I just opened my last bottle of La Belle Creole Black Lager. It’s three and a half years old, and it is magnificent. I like to make “tribute” beers, rather than clones. This is a tribute to Dixie Blackened Voodoo. I first saw a bottle in a liquor store in New Orleans. I had to try it out–I loved the concept.
The execution didn’t really live up to the idea. There are a lot of constraints on bringing a cool idea to market, and Dixie’s attempt was pretty one-dimensional. I wondered what the theme could produce without commercial constraints: La Belle Creole takes the “Voodoo Brew” idea quite a bit further into the bayous.
Central to the voyage is the Voodoo Spice that goes into it. This is a mixture of primarily French Roast coffee, with chicory added in the style of New Orleans’ French Market. Smaller additions of other spices create a complex blend of flavors: cubeb berry, sassafras bark, gumbo file, sarsaparilla root, licorice, paradise seed.
La Belle is based on Munton’s light DME, with an addition of plain and home-toasted Munich malt. A blend of four crystal malts, chocolate malt, black malt and roasted barley provide the dark color and flavors. Noble hops in the lager tradition, including Northern Brewer, Tettnanger and Perle provide bitterness and hop flavor.
Starting gravity was 13.75 degrees Plato (1.055) and the beer finished at 4 Plato (1.015).

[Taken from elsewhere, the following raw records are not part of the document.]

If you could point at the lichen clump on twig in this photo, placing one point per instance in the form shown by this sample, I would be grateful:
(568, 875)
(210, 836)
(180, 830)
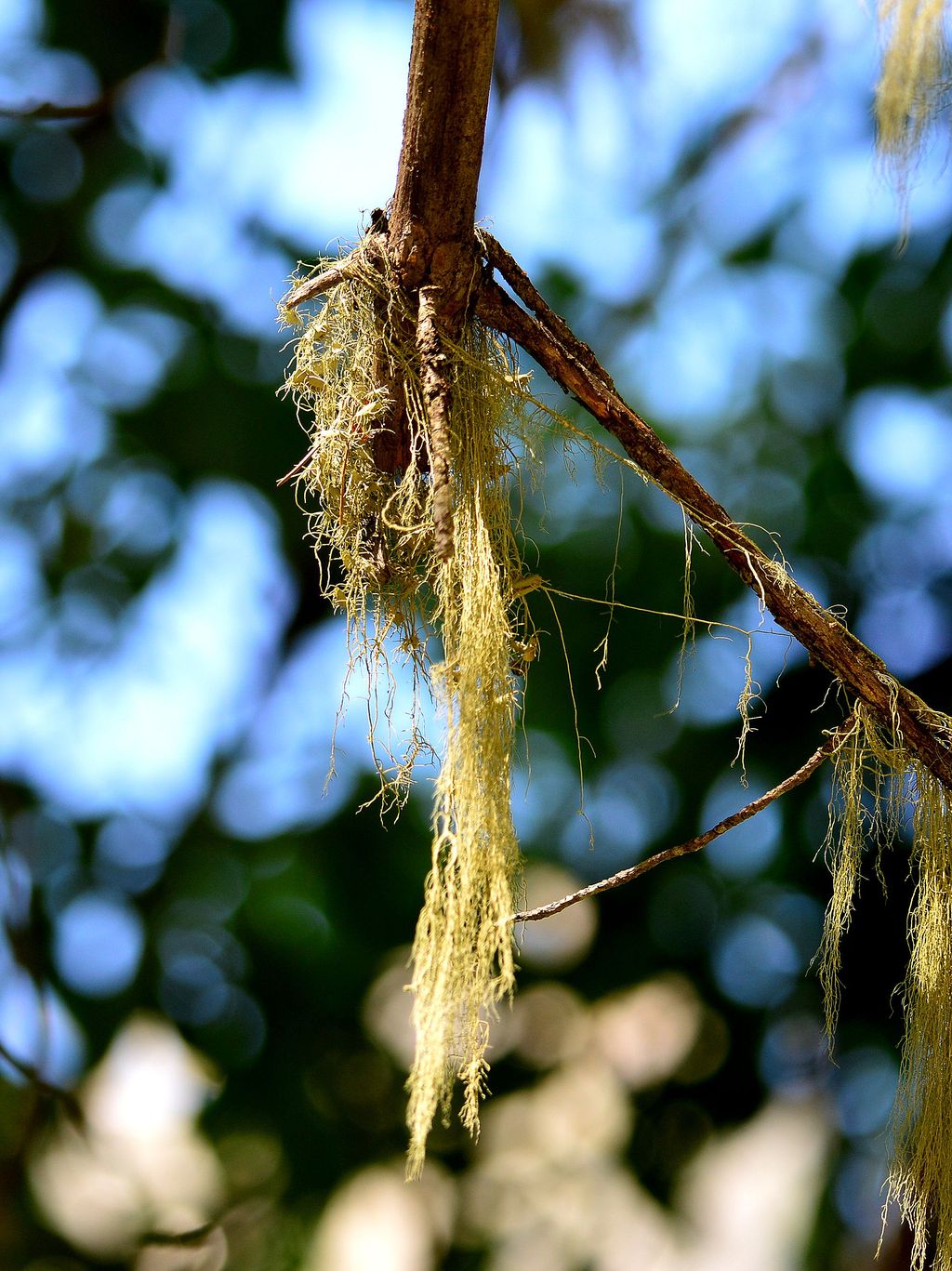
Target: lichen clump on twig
(913, 84)
(366, 482)
(878, 782)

The amazing San Francisco lager yeast (White Labs WLP810) offers a connection to that other American Voodoo sea port, fermenting the brew out dry yet flavorful. The Voodoo Spice addition kicks it up a notch. To add the spice I crushed 12.5 grams of the mixture in a mortar and soaked it for 13 days in 120 ml of 190 proof Everclear ethanol. Filtered, this potion went into the secondary fermenter: enough Juju to boost the alcohol content by 0.5 percent.
This is a very dark, but crystal clear ruby beer with a tan, frothy head. The caramel and roasted coffee nose also offers light notes of chocolate and sassafras. Full-bodied in the mouth, the flavors dance between rooty, resiny, herby and toffee. The Everclear has nicely blended into the Voodoo spectrum. Mild bitterness finishes with roasty malt flavors.
I don’t usually make labels for my beers but this one was destined for some gifting, and so I did. I went looking for pictures of Creole Belles, and found a great one in Wikimedia Commons. It's an 1890s lithograph cigar box label, a brand manufactured by Hernsheim cigar factory, Magazine Street, New Orleans. I just love this sweet lady with a giant silver crucifix on a ribbon around her neck. That's Belle Creole style.
I can imagine what it would have been like jazzing around the French Quarter back in those days. But I’m pretty sure this Creole Belle’s daddy would not have let me get near her with my Voodoo Spice.